雑談しながら目に入ったチョウを表に記録していきます。

この時驚くのがチョウ屋さん達の匠の技。飛ぶチョウを見て、捕まえなくとも羽ばたき・飛ぶ高さ・行動・翅の形などで種名を言い当てていきます(確認するよ)。フィールドでしか体得できないスキルですね。かっこいい。因みに私はシジミチョウの仲間がさっぱりで、ヤマト、ルリ、ヤクルリ、サツマで「こんなん捕らんとわからんわ」と横で愚痴るレベルです。

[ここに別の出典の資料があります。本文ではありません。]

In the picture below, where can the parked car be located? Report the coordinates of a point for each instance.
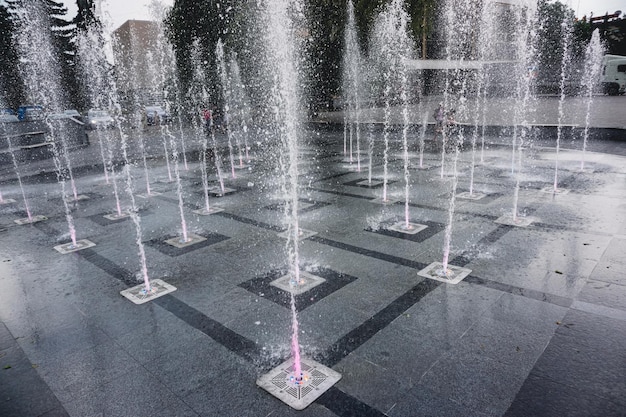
(30, 112)
(99, 119)
(73, 113)
(8, 118)
(156, 115)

ルートの折返し地点についた時、柵に1頭のシジミチョウがとまっていました。
ヤマトかな?と特に気にせず通過する私に対し、慎重に写真を撮ってプレビュー画像を確認し、訝し気な様子を見せる会長。「これはおかしい」「ひょっとしたら」なんてことを言いながら、「一応とっとこ」と網を振っていました。

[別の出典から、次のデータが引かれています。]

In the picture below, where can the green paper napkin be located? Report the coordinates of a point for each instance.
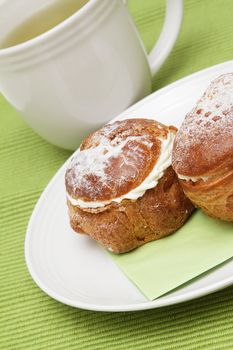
(160, 266)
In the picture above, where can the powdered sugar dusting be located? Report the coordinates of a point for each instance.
(115, 159)
(206, 128)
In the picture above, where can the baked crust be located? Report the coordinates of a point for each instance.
(203, 150)
(130, 224)
(204, 143)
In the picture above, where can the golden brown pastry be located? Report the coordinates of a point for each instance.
(121, 188)
(203, 150)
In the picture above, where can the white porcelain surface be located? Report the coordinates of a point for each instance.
(74, 269)
(81, 73)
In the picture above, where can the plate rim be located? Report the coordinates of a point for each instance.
(214, 287)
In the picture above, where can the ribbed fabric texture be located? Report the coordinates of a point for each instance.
(29, 319)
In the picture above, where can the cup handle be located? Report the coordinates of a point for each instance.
(168, 36)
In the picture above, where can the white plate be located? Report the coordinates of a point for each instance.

帰宅後、会長から連絡があり、あの1頭のシジミチョウが名古屋で問題になっていた外来種「ムシャクロツバメシジミ」だと知りました。
これが福岡でのムシャクロツバメシジミ発見例第1号です。
新聞記事にもなりました(
 「外来種チョウを福岡で発見 ムシャクロツバメシジミ 園芸植物の輸入で侵入?」西日本新聞ニュース)。
この後、周囲に情報が流れると各地で次々と発見されていきました。

自分の慣れたフィールドならば、判別できない虫を見つけたときも図鑑や経験からの予備知識で、ある程度選択肢が浮かびます。この時も私は”ここにいるはずがないもの”については頭から除外し、ヤマトかな?とそれに注目する体力・気力・時間を省くことを選択していました。こう整理して書くとこれは怠慢ですね(この調査はカジュアルな感じ)。

この事件は私に大きな衝撃を与えました。
変化していく気候、人の活動が与える影響で、自然環境はどんどん変化していっています。その大きな動きの中で、自分の身近な場所も変わっていっている可能性があること、それを心にとめながら自然を見つめるようになりました。私のような地域の自然愛好家こそ、情報を入れ意識しておく必要性があるように感じています。

ムシャクロツバメシジミは2016年以降、住宅街にある私の家のプランター、イベントで訪れた保育園の花壇などで毎年見かけています。つい先日も近所の病院の花壇で目にしたばかり。
小さな黒っぽいシジミチョウを見かけたら、よ〜く見てみてください。